23. It is settled possession of law even in cases where title is in dispute, if the plaintiff’s possession is peaceful and protected, an injunction can be granted without a declaration of title. 24. In such circumstance, the First Appellate Court ought to have granted the prayer of the injunction in favour of the plaintiff to protect his possession in respect of the suit schedule property. The other reason of the First Appellate Court is that suit is not maintainable on the ground that no notice has been issued to the defendants cannot be accepted for the simple reason that though the defendants have appeared before the Trial Court after service summons they were not contested the matter except filing the written statement. In such circumstance, I answer the second substantial question of law in favour of the plaintiff. 25. In view of the above discussion, I am of the considered view that, the Trial Court is justified in granting the relief of injunction in favour of the plaintiff and the First Appellate Court is erred in dismissing the suit in total. In that view of the matter, the second appeal is allowed- in-part. The judgment and decree passed by the First Appellate Court is set aside to the extent of dismissing the suit for the relief of permanent injunction.

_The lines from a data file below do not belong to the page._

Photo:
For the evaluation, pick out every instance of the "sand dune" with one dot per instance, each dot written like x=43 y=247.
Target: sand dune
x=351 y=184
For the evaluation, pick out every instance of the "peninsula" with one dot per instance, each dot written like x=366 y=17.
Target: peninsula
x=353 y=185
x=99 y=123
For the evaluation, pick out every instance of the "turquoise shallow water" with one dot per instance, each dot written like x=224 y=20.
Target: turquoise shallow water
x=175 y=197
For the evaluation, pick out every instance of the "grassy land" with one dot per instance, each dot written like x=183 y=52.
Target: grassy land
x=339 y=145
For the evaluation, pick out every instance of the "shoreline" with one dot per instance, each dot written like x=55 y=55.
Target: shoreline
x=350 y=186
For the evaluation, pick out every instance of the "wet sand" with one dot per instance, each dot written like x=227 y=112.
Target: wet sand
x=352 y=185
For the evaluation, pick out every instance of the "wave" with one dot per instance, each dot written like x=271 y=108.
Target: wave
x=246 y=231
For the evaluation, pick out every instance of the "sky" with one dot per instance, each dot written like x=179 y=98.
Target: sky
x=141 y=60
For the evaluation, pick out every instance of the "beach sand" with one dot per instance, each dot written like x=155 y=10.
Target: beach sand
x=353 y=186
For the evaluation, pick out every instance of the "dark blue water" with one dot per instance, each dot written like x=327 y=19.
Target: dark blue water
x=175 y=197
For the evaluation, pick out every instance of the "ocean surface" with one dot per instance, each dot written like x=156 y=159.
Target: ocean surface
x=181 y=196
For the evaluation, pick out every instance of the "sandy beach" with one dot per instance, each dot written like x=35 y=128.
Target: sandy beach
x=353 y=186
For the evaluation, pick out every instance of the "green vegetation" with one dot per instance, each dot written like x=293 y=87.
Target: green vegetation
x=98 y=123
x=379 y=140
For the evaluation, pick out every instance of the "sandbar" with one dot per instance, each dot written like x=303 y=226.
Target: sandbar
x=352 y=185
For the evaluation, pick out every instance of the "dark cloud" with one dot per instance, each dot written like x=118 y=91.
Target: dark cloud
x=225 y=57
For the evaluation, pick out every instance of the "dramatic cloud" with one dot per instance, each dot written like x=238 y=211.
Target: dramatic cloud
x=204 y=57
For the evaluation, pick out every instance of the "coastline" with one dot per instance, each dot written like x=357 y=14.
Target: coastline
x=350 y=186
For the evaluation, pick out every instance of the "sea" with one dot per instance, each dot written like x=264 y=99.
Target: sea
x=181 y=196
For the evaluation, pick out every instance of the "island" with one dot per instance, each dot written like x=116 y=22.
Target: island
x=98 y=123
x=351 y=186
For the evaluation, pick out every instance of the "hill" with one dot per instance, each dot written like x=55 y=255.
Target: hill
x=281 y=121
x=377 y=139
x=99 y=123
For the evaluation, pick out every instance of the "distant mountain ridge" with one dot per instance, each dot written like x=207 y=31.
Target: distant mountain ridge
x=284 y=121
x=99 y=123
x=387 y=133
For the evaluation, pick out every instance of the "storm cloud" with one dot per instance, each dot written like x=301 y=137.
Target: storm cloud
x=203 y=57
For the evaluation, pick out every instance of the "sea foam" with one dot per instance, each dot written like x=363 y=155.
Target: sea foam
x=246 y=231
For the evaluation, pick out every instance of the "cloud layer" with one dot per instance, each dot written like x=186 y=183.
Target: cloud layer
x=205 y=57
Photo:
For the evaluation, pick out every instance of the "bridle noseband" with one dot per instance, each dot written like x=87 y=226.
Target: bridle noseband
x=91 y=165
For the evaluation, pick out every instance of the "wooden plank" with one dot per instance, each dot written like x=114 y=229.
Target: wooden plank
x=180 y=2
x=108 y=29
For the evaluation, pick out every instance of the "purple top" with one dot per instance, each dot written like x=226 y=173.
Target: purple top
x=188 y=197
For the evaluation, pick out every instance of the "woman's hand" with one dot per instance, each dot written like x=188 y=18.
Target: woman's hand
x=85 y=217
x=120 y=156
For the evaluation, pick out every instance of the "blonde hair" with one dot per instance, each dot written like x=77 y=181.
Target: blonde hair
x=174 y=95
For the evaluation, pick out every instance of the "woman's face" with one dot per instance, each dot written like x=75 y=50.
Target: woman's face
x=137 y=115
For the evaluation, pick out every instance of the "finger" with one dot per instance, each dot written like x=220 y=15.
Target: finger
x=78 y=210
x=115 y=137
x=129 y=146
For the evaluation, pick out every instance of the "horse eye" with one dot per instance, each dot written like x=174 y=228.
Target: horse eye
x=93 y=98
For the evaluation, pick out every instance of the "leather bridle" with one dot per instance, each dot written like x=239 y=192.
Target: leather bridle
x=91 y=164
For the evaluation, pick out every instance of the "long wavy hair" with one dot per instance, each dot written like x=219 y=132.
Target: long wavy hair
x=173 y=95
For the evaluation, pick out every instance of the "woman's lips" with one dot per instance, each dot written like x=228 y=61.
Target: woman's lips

However, the remaining portion of the judgment and decree of the First Appellate Court to an extent of dismissal of the suit of the plaintiff for declaration of ownership in respect of the suit schedule property is affirmed. 26. In view of the same, the defendants, their men, agents, servant and sub-ordinate officials are restrained from interfering in the plaintiff's peaceful possession and enjoyment of the suit schedule property in any manner without due process of law.